In the same way, in 1914, the World War began as a duel of honor between states. All of those who participated in WWI were convinced that it would be a short-term fight to readjust the existing state lines of power, to carefully adjudicate the proper honor of the participants, to recreate the order from before.
However, it was almost immediately changed into civil war when, after their invasion of Belgium, the Germans created a new right and wrong. War then was no longer a duel but a series of cruel rampages that permitted the victor to assert his sole right to violence. Furthermore, it was quickly apparent that it was the sovereign state that held proxy to that particular monopoly.
In a not-so-subtle reference to Hiroshima and present-day drones, Traverso stretches back to the eighteenth century to quote Diderot's "Letter to the Blind:"
If there were no fear of punishment, many men would refer to kill another person a long way off than to use their own hands to kill a cow.
"In the [new] European civil war, however, cold violence and 'distance' were combined with the heat and passion of a crusade against the known enemy, aiming to kill him and to exhibit his corpse as trophy."
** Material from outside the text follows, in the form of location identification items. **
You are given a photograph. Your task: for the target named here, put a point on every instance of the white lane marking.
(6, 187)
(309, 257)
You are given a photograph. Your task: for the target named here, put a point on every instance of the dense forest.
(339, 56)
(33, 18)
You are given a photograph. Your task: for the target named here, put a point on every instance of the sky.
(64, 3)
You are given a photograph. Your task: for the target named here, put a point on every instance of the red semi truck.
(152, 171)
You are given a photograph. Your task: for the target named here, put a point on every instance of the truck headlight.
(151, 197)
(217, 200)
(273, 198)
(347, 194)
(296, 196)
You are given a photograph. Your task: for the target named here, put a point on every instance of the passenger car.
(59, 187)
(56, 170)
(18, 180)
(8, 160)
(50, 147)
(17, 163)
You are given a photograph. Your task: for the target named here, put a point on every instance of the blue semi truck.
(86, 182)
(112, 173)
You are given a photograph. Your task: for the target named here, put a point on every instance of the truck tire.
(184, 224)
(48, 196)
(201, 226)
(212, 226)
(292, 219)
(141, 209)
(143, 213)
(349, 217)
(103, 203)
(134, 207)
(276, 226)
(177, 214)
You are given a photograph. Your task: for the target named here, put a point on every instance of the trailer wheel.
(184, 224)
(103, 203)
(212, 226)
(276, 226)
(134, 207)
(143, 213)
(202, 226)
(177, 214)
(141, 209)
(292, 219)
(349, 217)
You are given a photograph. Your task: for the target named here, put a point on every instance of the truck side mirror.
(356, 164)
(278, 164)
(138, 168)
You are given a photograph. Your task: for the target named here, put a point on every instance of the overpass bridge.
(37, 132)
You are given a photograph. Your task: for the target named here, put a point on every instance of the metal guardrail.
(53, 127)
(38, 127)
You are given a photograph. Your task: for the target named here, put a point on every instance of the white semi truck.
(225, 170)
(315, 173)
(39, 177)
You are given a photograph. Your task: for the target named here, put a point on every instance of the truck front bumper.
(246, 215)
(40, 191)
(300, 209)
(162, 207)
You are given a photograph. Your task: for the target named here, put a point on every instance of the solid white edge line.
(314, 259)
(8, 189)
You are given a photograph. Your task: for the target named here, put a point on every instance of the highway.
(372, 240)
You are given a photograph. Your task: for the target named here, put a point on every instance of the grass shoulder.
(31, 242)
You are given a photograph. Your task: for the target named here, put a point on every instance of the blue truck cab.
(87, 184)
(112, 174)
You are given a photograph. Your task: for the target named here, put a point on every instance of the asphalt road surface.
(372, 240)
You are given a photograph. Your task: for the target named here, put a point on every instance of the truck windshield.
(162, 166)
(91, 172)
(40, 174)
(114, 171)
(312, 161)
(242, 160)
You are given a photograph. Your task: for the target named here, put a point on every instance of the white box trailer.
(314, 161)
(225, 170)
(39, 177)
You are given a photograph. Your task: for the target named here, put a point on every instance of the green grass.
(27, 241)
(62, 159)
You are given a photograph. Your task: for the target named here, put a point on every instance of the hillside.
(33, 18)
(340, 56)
What was different in the twentieth century, according to Tooze, was "The challenge, amid the violence . . . to build a new order."
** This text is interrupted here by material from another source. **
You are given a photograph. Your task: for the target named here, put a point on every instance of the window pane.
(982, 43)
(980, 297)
In a civil war the promise of a new dispensation could be a powerful weapon. Already in the American civil war, Abraham Lincoln's armies linked slave emancipation to a radical new military code. Tito's and Mao's partisans won over the Balkan peasantry with promises of land reform. What was distinctive about their war-making was not their sheer ruthlessness, but the way they combined military mobilisation with the reordering of society.
This reader's fascination with Traverso's excellent study flows from, in part, the author's ability to import facts from Greek and Roman antiquity, bringing along with them Cromwell and the Constituent Assembly of the French Revolution, plus the American Civil War to make his salient points. He labels the period from 1914 to 1945 as one which gave birth to unprecedented and astonishing violence, with the Bolshevik Revolution in Russia, the partisan uprisings in eastern Europe and in Spain 1936 - 1939, the shoá, total war in the east and the wars of the partisans - - - all demonstrating the brutal element of civil conflict where brother ruthlessly battles brother.
And if you include the Polish Armia Krajowa and the Yugoslav Titoists, the French Francs-Tireurs Partisans and the Italian Garibaldi Brigades, one can make a strong case for this singular concept: that these various wars were able to show such ferocity because they were wars fought amongst those who knew each other all too well.
All were imbued with the belief in the cleansing power of Fire and Blood.